Methods: : The choroidal haemodynamics were assessed at the central foveal avascular zone using Laser Doppler Flowmetry (LDF). Choroidal velocity (LDFvel), volume (LDFvol) and flow (LDFflow) were recorded at 2 sessions: baseline (B1, breathing room air) and isoxic hypercapnia (IH: breathing CO2 enriched air until end tidal pCO2 increased approximately 15% above B1 with constant O2 supply). B1: one eye of each of 51 healthy volunteers grouped by mean spherical equivalent (MSE): a) 23 emmetropes with MSE ±0.50 D (mean MSE 0.00 ±0.47D; mean age 42.75 ± 16.94 years), b) 28 myopes with spherical equivalent (MSE) < -1.00D (mean MSE -3.80 ± 2.12D; mean age 35.60 ± 14.94 years) were matched and assessed. IH: subgroups comprising 10 myopes (mean MSE -3.90 ± 2.06; mean age 30.90 ± 12.16 years) and 10 emmetropes (mean MSE -0.21 ± 0.30D; mean age 33.10± 10.37 years) were matched and evaluated. Blood pressure (BP), intraocular pressure (IOP), mean arterial pressure (MAP), ocular perfusion pressure (OPP) and body mass index (BMI) were established.

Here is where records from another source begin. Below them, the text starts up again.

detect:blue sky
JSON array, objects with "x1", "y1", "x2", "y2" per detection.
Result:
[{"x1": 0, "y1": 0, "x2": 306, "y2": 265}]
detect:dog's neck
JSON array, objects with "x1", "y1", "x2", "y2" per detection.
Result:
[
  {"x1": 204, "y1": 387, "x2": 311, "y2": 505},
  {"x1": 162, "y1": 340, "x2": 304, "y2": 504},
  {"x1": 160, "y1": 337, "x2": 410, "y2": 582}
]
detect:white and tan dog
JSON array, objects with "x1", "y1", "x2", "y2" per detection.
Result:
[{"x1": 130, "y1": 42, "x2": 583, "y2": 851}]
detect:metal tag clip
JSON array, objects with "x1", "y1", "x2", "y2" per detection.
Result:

Results: : B1: There were no differences in BP, MAP, BMI or OPP between groups. Choroidal blood velocity was 28% lower in myopes (p=0.03). IH: BP, IOP, OPP and MAP did not change significantly. Emmetropes did not show a significant change in choroidal haemodynamics; whereas the choroidal blood velocity significantly increased in myopes (p=0.03) reaching the baseline choroidal velocity level of the emmetropes

Conclusions: : Under room air conditions low-moderate myopia was associated with reduced choroidal blood velocity. Hypercapnia did not result in significant choroidal changes in emmetropes; whereas, myopes exhibited a significant increase in choroidal blood velocity. These results suggest that myopes have a significantly lower resting choroidal flow velocity which is highly responsive to CO2. The differences in vascular reactivity may be related to the anatomy of the myopic eye and suggest the existence of a local choroidal response.